To inform employees and employers of their rights and responsibilities, the California Department of Industrial Relations and Employment Development Department have issued FAQs related to COVID-19, the disease caused by the coronavirus, for programs they administer. For an overview, see labor.ca.gov/coronavirus2019/.
Here are some benefits that employees sidelined by the coronavirus might get.
Disability insurance: If a medical professional has certified that you can’t work because you have or have been exposed to COVID-19, you can file a claim for state disability insurance. It provides short-term payments to eligible workers who lose some or all wages due to a non-work-related illness, injury, or pregnancy for up to 52 weeks.
Paid family leave: If you can’t work because you are caring for a relative who is sick or quarantined by COVID-19, you can file for paid family leave, which provides up to six weeks of benefits (up to eight weeks starting July 1). The family member must be a relative covered by the program and have a medical certification.
Disability insurance and paid family leave are part of the same program, called state disability insurance. It’s funded by employees through payroll deductions, usually marked as CASDI. Each provides about 60% to 70% of pay up to a maximum of $1,300 a week.
Not all California employees participate in the program. State and local government employees, including those employed by public schools, are exempt, although some workplaces participate through an elective coverage program.
Also, some employers offer a voluntary plan for disability insurance and paid family leave instead of the state program. Contact your employer for claims related to voluntary plans.
Independent contractors may be eligible for these benefits if they pay into disability insurance elective coverage, said EDD spokeswoman Loree Levy.
Unemployment benefits. If your employer has reduced your hours or shut down operations due to COVID-19, you can file for unemployment insurance. You must be able and available to work to get benefits, which generally range from $40-$450 per week for up to six months. However, if you are getting reduced benefits because you are working less than full time, you could get more than 26 weeks, Levy said.
Self-employed people can opt in to elective coverage, and if they meet all the requirements, could qualify for unemployment benefits, Levy said.
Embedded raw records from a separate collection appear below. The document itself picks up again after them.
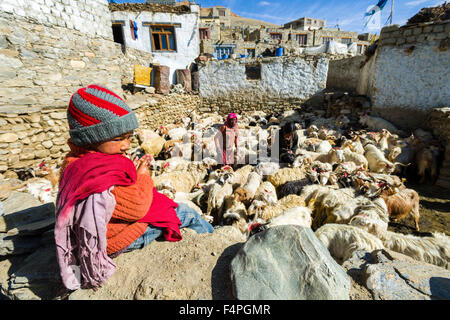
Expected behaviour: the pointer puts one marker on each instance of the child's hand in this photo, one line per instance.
(143, 164)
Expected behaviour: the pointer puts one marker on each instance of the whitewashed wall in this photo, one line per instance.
(409, 75)
(88, 16)
(281, 78)
(187, 36)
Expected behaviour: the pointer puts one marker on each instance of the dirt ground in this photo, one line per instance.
(434, 211)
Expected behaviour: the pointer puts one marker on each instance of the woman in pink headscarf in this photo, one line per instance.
(228, 137)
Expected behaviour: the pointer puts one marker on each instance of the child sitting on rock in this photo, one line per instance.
(107, 204)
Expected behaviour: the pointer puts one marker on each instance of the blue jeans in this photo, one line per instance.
(188, 217)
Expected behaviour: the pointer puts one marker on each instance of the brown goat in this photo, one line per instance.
(401, 204)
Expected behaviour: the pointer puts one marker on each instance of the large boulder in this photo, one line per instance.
(287, 263)
(393, 276)
(196, 267)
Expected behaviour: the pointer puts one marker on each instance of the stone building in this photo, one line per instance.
(48, 50)
(306, 23)
(216, 15)
(253, 41)
(170, 33)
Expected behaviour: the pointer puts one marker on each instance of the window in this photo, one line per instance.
(302, 39)
(326, 39)
(253, 72)
(275, 36)
(221, 51)
(204, 33)
(163, 38)
(360, 49)
(118, 32)
(347, 41)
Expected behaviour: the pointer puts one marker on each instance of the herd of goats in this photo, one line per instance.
(346, 183)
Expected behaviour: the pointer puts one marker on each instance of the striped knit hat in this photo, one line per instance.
(96, 114)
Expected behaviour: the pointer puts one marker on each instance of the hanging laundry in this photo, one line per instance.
(133, 36)
(135, 29)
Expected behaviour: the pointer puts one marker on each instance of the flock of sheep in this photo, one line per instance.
(345, 184)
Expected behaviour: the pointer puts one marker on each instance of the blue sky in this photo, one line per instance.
(348, 14)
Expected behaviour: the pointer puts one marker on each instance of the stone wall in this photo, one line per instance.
(91, 17)
(439, 122)
(42, 65)
(409, 75)
(27, 139)
(344, 74)
(280, 78)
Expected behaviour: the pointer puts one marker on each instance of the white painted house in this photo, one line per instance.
(170, 33)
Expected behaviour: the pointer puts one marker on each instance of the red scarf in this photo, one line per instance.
(96, 172)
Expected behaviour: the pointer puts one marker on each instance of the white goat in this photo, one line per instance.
(342, 240)
(434, 250)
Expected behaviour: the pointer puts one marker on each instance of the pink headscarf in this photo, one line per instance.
(229, 117)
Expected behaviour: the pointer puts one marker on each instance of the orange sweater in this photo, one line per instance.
(132, 204)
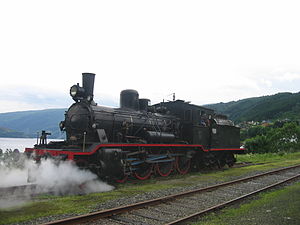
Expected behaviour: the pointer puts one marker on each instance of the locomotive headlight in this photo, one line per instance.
(77, 92)
(73, 90)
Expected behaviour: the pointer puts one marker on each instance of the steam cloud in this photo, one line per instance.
(60, 178)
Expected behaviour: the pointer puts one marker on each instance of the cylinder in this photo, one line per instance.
(159, 137)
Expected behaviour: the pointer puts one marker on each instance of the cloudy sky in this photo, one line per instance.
(204, 51)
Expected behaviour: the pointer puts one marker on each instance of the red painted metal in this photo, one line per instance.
(70, 153)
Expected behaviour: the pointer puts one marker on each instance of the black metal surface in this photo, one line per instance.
(176, 122)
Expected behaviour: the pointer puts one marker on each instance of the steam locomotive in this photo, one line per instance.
(138, 139)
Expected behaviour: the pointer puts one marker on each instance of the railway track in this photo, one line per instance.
(178, 208)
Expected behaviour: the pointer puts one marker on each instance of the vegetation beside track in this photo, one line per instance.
(279, 207)
(48, 205)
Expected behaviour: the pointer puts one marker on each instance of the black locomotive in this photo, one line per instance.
(138, 139)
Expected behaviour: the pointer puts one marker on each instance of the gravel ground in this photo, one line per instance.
(150, 195)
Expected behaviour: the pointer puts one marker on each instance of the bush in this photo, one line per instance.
(284, 139)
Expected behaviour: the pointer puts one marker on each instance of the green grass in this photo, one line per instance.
(280, 207)
(47, 205)
(268, 157)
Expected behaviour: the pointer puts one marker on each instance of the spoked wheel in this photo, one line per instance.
(144, 171)
(164, 168)
(183, 164)
(122, 179)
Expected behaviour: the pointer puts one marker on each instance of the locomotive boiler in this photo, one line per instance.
(138, 139)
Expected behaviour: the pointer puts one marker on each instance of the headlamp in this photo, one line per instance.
(77, 92)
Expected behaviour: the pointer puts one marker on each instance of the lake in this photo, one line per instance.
(19, 143)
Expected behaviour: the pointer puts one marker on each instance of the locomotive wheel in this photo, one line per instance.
(164, 168)
(122, 179)
(144, 171)
(183, 164)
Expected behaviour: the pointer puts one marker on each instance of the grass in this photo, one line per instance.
(47, 205)
(280, 207)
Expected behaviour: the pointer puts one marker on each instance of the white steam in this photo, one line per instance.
(60, 178)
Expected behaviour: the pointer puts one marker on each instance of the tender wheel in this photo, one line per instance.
(183, 164)
(122, 179)
(144, 171)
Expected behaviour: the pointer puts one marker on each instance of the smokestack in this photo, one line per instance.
(88, 84)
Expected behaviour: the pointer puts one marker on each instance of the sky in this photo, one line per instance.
(203, 51)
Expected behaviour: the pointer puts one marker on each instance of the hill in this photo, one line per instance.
(272, 107)
(28, 123)
(278, 106)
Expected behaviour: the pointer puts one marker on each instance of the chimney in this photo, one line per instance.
(88, 84)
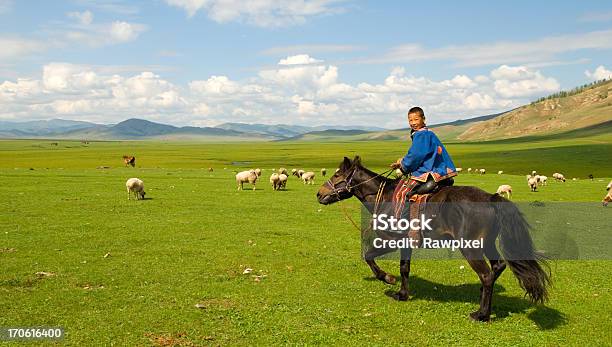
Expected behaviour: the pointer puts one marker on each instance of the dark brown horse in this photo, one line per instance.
(464, 212)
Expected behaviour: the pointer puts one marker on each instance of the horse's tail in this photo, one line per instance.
(528, 265)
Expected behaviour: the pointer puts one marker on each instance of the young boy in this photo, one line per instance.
(427, 162)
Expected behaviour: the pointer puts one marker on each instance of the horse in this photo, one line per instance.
(468, 213)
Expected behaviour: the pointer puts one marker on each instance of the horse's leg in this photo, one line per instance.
(378, 272)
(497, 264)
(476, 260)
(406, 254)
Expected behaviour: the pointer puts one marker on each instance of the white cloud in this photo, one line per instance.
(263, 13)
(520, 81)
(84, 18)
(300, 90)
(13, 48)
(600, 73)
(495, 53)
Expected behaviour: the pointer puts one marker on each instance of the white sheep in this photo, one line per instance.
(248, 176)
(274, 179)
(532, 182)
(282, 181)
(505, 188)
(308, 177)
(136, 186)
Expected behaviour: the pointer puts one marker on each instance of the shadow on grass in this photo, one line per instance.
(545, 318)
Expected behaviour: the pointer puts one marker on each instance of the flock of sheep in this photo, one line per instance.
(278, 178)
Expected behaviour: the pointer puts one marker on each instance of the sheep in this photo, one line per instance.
(275, 180)
(532, 182)
(248, 176)
(136, 186)
(559, 177)
(308, 177)
(505, 188)
(282, 181)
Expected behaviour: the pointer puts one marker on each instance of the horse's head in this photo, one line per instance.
(338, 187)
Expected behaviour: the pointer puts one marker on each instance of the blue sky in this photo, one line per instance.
(205, 62)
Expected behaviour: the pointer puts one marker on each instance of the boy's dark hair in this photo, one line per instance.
(418, 111)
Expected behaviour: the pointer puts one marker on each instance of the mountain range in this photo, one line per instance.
(584, 107)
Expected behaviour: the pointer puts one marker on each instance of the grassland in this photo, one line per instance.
(191, 240)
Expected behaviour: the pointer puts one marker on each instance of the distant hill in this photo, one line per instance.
(563, 112)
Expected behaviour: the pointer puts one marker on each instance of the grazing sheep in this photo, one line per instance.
(136, 186)
(246, 177)
(607, 198)
(282, 180)
(308, 177)
(532, 183)
(505, 188)
(275, 180)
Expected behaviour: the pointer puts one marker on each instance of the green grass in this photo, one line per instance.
(192, 239)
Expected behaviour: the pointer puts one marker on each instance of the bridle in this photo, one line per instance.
(349, 178)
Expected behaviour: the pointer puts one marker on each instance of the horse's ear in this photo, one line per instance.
(346, 163)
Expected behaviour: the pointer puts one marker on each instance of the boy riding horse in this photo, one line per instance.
(427, 162)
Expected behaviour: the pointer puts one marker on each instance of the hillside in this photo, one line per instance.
(552, 115)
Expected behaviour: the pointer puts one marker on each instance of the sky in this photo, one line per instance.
(302, 62)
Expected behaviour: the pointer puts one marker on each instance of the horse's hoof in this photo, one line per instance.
(390, 279)
(479, 317)
(399, 296)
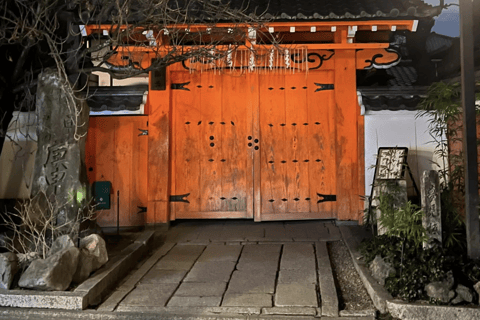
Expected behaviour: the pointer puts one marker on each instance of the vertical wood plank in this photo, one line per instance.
(296, 143)
(235, 160)
(210, 178)
(186, 152)
(138, 175)
(91, 150)
(347, 128)
(255, 157)
(104, 165)
(159, 154)
(273, 157)
(361, 162)
(123, 166)
(321, 137)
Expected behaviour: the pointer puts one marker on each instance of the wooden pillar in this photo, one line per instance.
(159, 153)
(469, 128)
(346, 114)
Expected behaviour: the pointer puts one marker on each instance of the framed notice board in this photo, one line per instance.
(391, 163)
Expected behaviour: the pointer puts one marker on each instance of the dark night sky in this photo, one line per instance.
(448, 23)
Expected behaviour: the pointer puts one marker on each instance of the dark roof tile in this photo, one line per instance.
(334, 9)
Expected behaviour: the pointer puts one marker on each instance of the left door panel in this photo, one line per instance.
(115, 152)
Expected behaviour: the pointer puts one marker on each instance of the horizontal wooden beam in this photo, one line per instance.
(278, 26)
(319, 46)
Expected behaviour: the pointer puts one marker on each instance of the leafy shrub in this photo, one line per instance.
(416, 267)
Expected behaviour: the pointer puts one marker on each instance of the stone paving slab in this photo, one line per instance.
(211, 271)
(295, 295)
(164, 276)
(248, 282)
(294, 311)
(253, 265)
(247, 300)
(297, 276)
(189, 289)
(220, 252)
(174, 263)
(328, 291)
(298, 256)
(131, 281)
(194, 301)
(186, 251)
(152, 295)
(262, 249)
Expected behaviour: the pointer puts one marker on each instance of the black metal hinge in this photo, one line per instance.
(322, 87)
(326, 197)
(180, 86)
(179, 198)
(143, 132)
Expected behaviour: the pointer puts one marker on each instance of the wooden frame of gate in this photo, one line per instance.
(347, 126)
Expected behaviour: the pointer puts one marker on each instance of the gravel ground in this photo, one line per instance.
(352, 294)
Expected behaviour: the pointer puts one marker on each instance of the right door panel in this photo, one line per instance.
(297, 146)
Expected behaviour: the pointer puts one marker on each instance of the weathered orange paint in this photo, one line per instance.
(294, 126)
(159, 156)
(278, 26)
(115, 152)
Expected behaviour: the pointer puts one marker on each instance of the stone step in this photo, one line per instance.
(328, 291)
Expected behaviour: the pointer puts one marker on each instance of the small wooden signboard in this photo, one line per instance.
(391, 163)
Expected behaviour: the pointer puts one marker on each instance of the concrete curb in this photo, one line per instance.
(377, 293)
(22, 314)
(404, 310)
(384, 302)
(89, 292)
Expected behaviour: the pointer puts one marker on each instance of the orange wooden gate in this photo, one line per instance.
(258, 145)
(115, 152)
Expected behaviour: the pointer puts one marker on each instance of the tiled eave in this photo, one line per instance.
(391, 99)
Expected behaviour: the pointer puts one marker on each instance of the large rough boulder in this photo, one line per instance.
(61, 243)
(441, 290)
(54, 273)
(8, 268)
(381, 269)
(59, 174)
(93, 255)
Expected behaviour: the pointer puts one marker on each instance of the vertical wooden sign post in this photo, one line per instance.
(469, 128)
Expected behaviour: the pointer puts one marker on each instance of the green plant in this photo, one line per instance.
(415, 267)
(405, 223)
(442, 106)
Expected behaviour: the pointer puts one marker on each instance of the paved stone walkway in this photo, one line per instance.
(278, 268)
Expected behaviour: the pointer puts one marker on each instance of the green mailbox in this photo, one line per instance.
(101, 193)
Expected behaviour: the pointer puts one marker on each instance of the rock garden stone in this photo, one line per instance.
(458, 299)
(381, 269)
(441, 290)
(61, 243)
(93, 255)
(59, 169)
(8, 268)
(477, 289)
(54, 273)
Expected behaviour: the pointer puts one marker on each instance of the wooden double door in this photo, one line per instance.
(256, 146)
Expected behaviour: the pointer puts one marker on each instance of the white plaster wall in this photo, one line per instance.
(399, 129)
(18, 157)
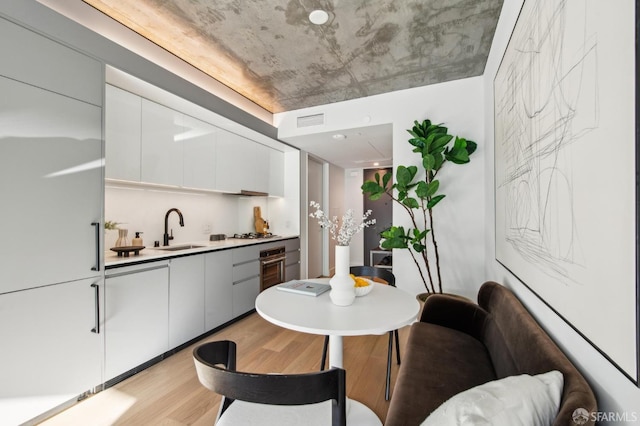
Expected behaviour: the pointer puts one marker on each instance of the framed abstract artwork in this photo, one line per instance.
(566, 190)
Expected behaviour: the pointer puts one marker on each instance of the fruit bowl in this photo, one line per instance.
(364, 290)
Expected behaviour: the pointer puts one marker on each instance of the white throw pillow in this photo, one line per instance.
(512, 401)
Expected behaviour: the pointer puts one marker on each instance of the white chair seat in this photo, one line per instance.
(242, 413)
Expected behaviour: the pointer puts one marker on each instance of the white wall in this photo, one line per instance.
(353, 200)
(141, 208)
(460, 217)
(615, 393)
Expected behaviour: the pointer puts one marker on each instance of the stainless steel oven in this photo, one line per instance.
(272, 264)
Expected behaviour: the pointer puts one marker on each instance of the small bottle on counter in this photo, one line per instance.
(137, 241)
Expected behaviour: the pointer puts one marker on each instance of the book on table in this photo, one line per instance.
(304, 287)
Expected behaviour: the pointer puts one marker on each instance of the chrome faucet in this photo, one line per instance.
(166, 237)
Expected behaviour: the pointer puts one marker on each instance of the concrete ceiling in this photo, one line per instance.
(270, 53)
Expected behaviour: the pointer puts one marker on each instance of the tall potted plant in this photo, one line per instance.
(418, 194)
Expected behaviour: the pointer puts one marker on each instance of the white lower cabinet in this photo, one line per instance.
(217, 289)
(49, 353)
(136, 316)
(246, 279)
(186, 299)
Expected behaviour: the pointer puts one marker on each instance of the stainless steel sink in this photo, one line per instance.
(180, 247)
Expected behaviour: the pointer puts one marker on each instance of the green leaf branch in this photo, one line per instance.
(418, 197)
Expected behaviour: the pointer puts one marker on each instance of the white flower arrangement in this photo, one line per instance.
(347, 229)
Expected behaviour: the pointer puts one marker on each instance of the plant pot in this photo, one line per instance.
(343, 291)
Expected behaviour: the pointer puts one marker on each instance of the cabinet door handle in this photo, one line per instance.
(96, 267)
(96, 329)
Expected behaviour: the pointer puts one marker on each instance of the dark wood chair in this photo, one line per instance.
(265, 396)
(387, 276)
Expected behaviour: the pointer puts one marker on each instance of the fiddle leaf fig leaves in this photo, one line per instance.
(419, 196)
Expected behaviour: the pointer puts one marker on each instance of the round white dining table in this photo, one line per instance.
(385, 308)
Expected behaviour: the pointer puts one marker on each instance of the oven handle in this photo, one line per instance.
(277, 260)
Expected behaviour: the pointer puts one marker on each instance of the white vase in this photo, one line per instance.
(343, 291)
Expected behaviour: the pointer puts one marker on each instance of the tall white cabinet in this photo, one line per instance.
(51, 187)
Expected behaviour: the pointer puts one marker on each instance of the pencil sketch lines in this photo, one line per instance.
(546, 96)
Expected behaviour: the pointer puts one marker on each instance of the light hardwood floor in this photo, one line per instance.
(169, 392)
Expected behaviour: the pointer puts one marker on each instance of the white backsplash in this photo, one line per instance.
(143, 209)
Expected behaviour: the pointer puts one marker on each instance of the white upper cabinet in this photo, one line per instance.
(50, 187)
(199, 148)
(41, 62)
(234, 170)
(259, 160)
(162, 135)
(276, 173)
(244, 164)
(122, 134)
(151, 143)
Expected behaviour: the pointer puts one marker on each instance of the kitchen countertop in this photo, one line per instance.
(148, 254)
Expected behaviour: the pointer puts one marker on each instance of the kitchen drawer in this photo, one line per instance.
(246, 270)
(246, 254)
(244, 296)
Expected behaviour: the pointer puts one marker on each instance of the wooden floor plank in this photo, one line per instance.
(170, 394)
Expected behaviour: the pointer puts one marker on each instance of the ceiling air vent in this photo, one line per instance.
(311, 120)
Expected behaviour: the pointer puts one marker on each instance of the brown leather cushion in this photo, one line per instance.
(440, 363)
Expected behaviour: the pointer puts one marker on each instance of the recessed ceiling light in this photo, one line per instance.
(318, 17)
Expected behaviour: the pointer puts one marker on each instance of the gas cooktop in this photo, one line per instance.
(253, 235)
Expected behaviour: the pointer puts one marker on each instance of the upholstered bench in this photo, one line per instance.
(458, 345)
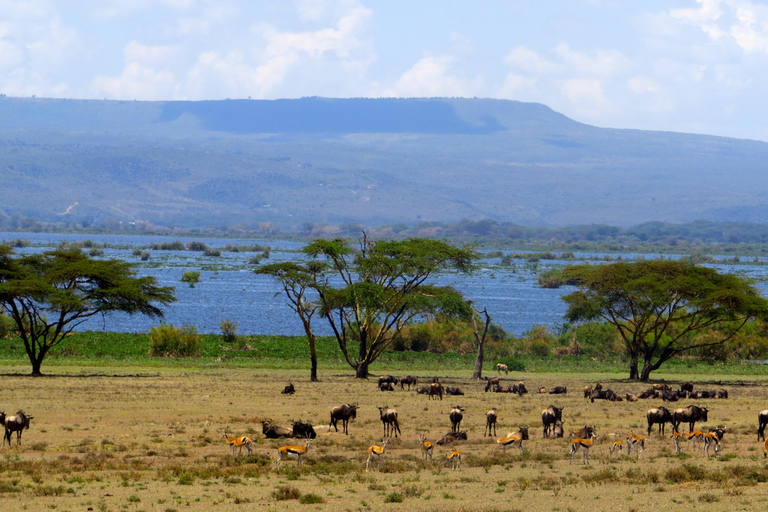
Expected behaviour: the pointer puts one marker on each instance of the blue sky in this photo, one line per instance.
(677, 65)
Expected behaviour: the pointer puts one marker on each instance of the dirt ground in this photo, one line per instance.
(147, 439)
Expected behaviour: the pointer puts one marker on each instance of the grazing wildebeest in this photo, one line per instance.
(389, 421)
(304, 430)
(549, 416)
(762, 421)
(16, 423)
(272, 431)
(435, 390)
(344, 412)
(490, 422)
(408, 379)
(660, 415)
(690, 415)
(456, 416)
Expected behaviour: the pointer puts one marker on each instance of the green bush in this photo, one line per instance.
(171, 341)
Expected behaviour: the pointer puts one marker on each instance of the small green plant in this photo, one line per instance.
(168, 340)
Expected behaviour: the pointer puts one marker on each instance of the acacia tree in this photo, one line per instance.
(658, 307)
(369, 294)
(48, 295)
(297, 281)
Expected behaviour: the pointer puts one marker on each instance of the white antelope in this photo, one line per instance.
(584, 445)
(292, 452)
(426, 446)
(511, 441)
(376, 453)
(455, 458)
(238, 442)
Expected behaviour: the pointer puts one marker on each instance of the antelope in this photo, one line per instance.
(636, 443)
(455, 458)
(376, 453)
(238, 442)
(291, 452)
(426, 446)
(584, 445)
(490, 422)
(511, 441)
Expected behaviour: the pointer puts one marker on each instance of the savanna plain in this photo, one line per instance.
(134, 438)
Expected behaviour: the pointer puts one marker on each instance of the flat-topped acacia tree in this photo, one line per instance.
(48, 295)
(369, 293)
(658, 307)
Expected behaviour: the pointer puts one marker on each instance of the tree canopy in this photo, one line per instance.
(368, 294)
(48, 295)
(658, 306)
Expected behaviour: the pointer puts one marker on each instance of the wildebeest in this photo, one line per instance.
(16, 423)
(451, 437)
(762, 421)
(456, 416)
(408, 379)
(389, 421)
(549, 416)
(304, 430)
(490, 422)
(344, 412)
(435, 390)
(272, 431)
(660, 415)
(690, 415)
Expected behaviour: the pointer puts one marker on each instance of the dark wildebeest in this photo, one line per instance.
(303, 430)
(690, 415)
(492, 383)
(389, 421)
(549, 416)
(762, 421)
(435, 390)
(449, 438)
(490, 422)
(660, 415)
(272, 431)
(456, 416)
(408, 379)
(344, 412)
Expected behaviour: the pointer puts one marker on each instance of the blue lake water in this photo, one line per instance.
(230, 289)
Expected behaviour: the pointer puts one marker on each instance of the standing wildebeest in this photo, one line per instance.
(660, 415)
(762, 421)
(389, 421)
(408, 379)
(549, 416)
(343, 412)
(490, 422)
(16, 423)
(456, 416)
(435, 390)
(690, 415)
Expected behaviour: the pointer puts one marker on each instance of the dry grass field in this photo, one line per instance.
(150, 439)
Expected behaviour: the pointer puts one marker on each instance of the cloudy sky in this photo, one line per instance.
(682, 65)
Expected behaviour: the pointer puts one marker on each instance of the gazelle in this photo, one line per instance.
(636, 443)
(455, 458)
(376, 453)
(584, 445)
(426, 446)
(511, 441)
(292, 452)
(238, 442)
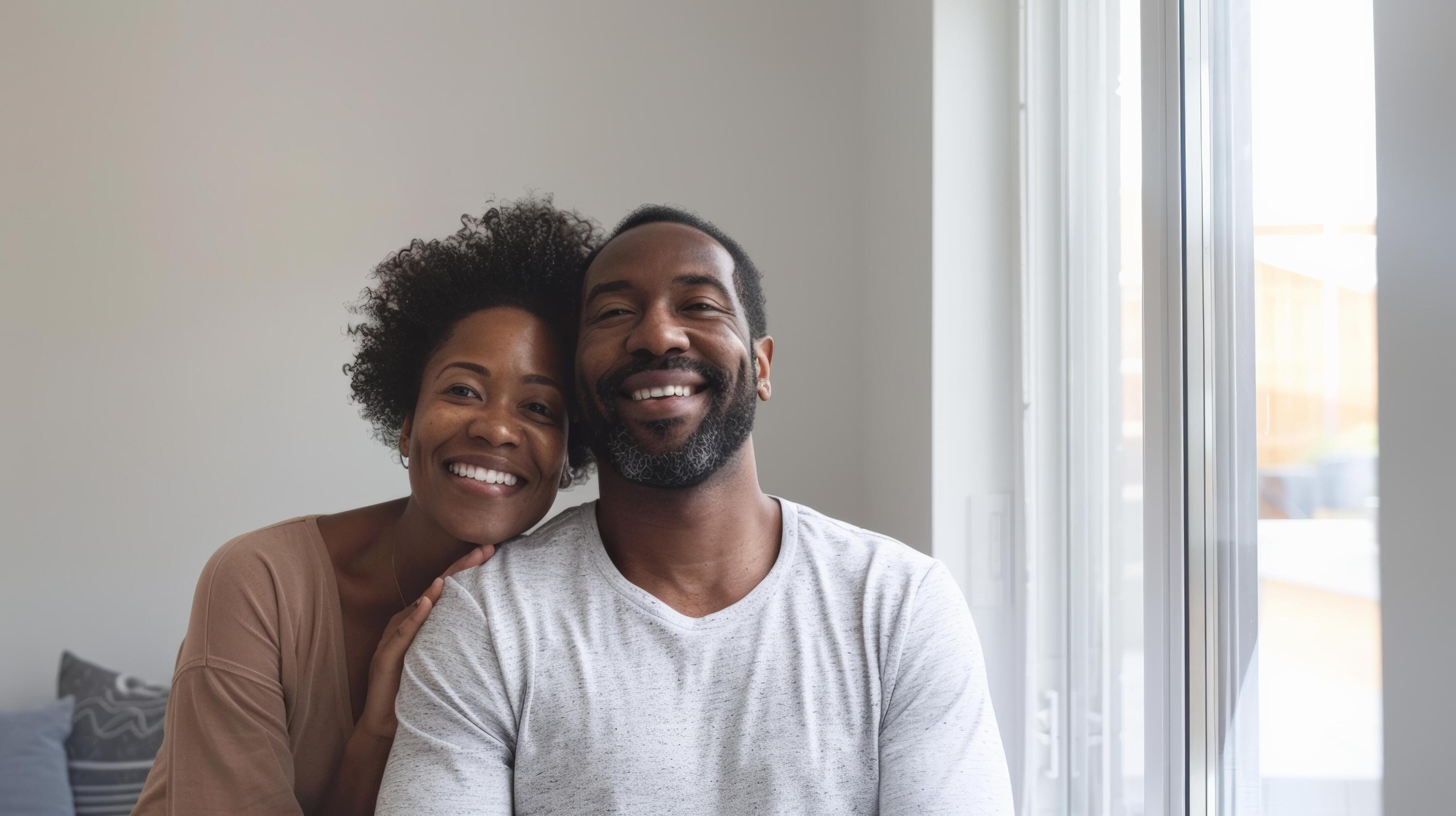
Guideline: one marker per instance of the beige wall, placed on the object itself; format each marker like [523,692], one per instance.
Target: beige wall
[1416,127]
[191,194]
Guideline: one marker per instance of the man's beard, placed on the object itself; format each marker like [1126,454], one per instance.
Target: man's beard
[723,432]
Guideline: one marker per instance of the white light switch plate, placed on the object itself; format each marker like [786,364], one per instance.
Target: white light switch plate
[988,528]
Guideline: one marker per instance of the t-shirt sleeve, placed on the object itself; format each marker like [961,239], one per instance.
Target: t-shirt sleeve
[453,748]
[226,732]
[940,751]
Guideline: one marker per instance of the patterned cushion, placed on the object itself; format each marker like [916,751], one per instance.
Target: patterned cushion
[117,731]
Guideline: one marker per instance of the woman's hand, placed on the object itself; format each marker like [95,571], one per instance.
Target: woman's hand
[389,656]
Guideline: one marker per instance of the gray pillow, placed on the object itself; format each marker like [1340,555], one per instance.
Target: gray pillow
[116,738]
[32,761]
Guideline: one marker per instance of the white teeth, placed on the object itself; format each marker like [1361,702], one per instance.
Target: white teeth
[666,391]
[484,474]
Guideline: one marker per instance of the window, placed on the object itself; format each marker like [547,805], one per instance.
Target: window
[1200,430]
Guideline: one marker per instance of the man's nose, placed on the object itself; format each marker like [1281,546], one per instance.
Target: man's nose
[659,334]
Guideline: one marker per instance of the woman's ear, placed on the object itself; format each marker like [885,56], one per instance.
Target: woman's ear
[404,439]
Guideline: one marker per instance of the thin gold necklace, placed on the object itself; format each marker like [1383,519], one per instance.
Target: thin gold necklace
[393,573]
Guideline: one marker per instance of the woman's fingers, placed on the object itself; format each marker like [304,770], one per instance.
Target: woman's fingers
[474,559]
[407,629]
[434,589]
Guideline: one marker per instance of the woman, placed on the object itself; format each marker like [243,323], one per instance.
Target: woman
[283,699]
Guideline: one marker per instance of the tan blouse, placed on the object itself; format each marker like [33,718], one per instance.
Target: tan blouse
[260,707]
Work sharing: Employers whose business has slowed down because of the coronavirus can apply for the unemployment insurance work sharing program. It lets employers reduce employees’ hours and wages, which can be partially offset with unemployment insurance.
Paid sick leave: The industrial relations department administers the state’s paid sick leave law, which requires almost all public- and private-sector employers to give almost all workers in California at least three paid sick days per year.
If they have leave available, employees can use it “for absences due to illness, the diagnosis, care or treatment of an existing health condition or preventative care for the employee or the employee’s family member. Preventative care may include self-quarantine as a result of potential exposure to COVID-19 if quarantine is recommended by civil authorities” or in other situations, such as exposure to the virus or travel in a high-risk area, the department says.
For other FAQs related to paid sick leave and its coordination with other benefits, see www.dir.ca.gov/dlse/2019-Novel-Coronavirus.htm.
Note that some cities have paid sick leave ordinances that provide higher benefits. San Francisco’s requires employers to provide paid sick leave to all employees who work in the city. Employees earn one hour of paid sick leave for every 30 hours worked, but employers can cap their balances at 72 hours (10 or more employees) or 40 hours (smaller employers).